La collection DVD Wild Side,dont je vous ai déjà présenté le très beau et très intelligent coffret Macbeth d'Orson Wellles vient de sortir deux films noirs de la grande époque de Jules Dassin,époque américaine avant le maccarthysme et c'est un modèle là encore de cinéphilie de qualité,digne de la Pléiade.


Les démons de la liberté(Brute Force,1947) ets un film d'une rare efficacité que l'on classe par habitude dans les films "carcéraux" car décrivant la vie et la révolte d'une prison.Le scénario de Richard Brooks,journaliste au départ,est radical et narre la montée en violence chez les prisonniers de Westgate.Noir,le film l'est sans détours.Il est surtout désespéré et le huis-clos n'offre guère de perspective vers le ciel ouvert.Les gars de la cellule 17 préparent un coup mais les dés sont pipés.D'une extrême violence pour ces années quarante finissantes,le film me paraît moins centré sur un héros principal que d'autres films sur le thème.Le traitement en est un peu plus "choral" et recèle des pépites dont Calypso,condamné qui ne s'exprime qu'en chantant et un troublant gardien-chef sadique,Hume Cronyn,immense acteur de théâtre,très impliqué,coscénariste de Hitchcock et que Mankiewicz employa au mieux.Une bande-son très bien utilisée,une pin-up au mur de la cellule sont d'autres éléments de ce film rude et sauvage.Passe aussi,très discret,un peu de rêve quand ces pauvres types évoquent leur femme.Comme dit l'un des prisonniers"Ce qui s'est passé dehors,pour nous,avant,même pas terrible,au moins c'était dehors"
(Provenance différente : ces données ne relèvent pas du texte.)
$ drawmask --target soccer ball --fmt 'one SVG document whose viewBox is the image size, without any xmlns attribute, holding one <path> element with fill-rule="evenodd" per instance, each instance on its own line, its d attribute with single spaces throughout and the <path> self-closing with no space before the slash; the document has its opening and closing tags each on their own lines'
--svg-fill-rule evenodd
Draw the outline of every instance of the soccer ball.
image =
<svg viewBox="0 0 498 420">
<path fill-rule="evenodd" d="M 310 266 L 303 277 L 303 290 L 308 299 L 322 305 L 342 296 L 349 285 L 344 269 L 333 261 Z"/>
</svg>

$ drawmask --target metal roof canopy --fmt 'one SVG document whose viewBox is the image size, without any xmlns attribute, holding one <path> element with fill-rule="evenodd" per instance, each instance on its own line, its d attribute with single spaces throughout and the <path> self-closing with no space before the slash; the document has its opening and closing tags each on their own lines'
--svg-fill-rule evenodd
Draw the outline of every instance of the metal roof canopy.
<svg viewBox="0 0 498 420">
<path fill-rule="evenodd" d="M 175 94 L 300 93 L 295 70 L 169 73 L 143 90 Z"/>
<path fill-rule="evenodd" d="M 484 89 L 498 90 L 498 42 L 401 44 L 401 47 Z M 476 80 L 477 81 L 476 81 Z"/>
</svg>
     La cité sans voiles,réalisé un an après avec le même producteur Mark Hellinger,loin du décor quasi-unique de Brute Force,nous plonge dans New York pour une enquête policière au coeur de la mètropole dans un style assez proche du  Néoréalisme italien,ce cinéma de la vérité jamais égalé.La ville,peu filmée ainsi jusque là nous apparaît avec les gens du quotidien au labeur,les enfants dans les rues,femmes de ménage,commerçants.Cela semble banal aujourd'hui mais en 1948 c'était plutôt assez révolutionnaire à Hollywood.Réalisé sans vedettes très connues The naked city.sonne comme un document,au plus près de cette Amérique urbaine d'après-guerre,encore accentué par la narration de Mark Hellinger lui-même.Et quels plans sur les passerelles,les ponts et Big Apple!D'autres filmeront New York:Scorsese,Allen,Ferrara à leur manière.New York superstar!
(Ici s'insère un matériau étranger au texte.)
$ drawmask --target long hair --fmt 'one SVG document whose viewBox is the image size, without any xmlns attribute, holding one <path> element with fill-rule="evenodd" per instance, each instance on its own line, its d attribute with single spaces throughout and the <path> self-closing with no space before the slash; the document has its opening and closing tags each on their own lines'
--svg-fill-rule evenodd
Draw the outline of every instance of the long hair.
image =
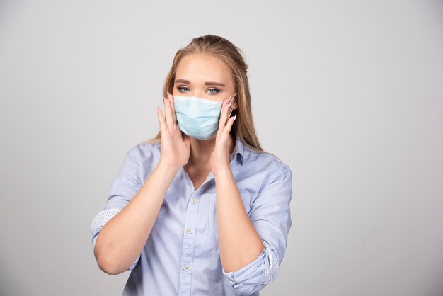
<svg viewBox="0 0 443 296">
<path fill-rule="evenodd" d="M 166 91 L 173 93 L 177 65 L 183 57 L 194 53 L 209 55 L 219 58 L 225 63 L 234 81 L 238 106 L 236 110 L 233 110 L 233 114 L 236 113 L 237 118 L 231 129 L 231 135 L 234 139 L 236 135 L 238 135 L 241 142 L 253 150 L 265 152 L 258 141 L 252 118 L 247 76 L 248 65 L 242 57 L 241 50 L 226 39 L 214 35 L 206 35 L 193 38 L 185 47 L 180 49 L 174 57 L 172 67 L 166 76 L 163 88 L 163 96 L 166 96 Z M 159 132 L 155 137 L 142 143 L 159 143 L 161 140 Z"/>
</svg>

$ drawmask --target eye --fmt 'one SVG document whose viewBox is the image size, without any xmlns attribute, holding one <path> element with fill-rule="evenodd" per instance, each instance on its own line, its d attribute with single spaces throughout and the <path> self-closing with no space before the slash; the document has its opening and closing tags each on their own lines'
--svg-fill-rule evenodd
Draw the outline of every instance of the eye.
<svg viewBox="0 0 443 296">
<path fill-rule="evenodd" d="M 218 93 L 219 92 L 220 92 L 219 89 L 214 89 L 214 88 L 208 89 L 208 91 L 209 92 L 209 93 L 212 93 L 212 94 L 215 94 L 215 93 Z"/>
<path fill-rule="evenodd" d="M 179 86 L 177 89 L 182 93 L 187 93 L 189 91 L 189 87 L 188 86 Z"/>
</svg>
Cette édition DVD comporte des suppléments géniaux.Chabrol et Brion,des connaisseurs,parlent des deux films.Et Jules Dassin lui-même revient sur ces deux tournages,du haut de ses 94 ans.C'est très émouvant.Cela donne envie de découvrir Les bas-fonds de Frisco.Quant aux Forbans de la nuit ce blog  l'a déjà chroniqué.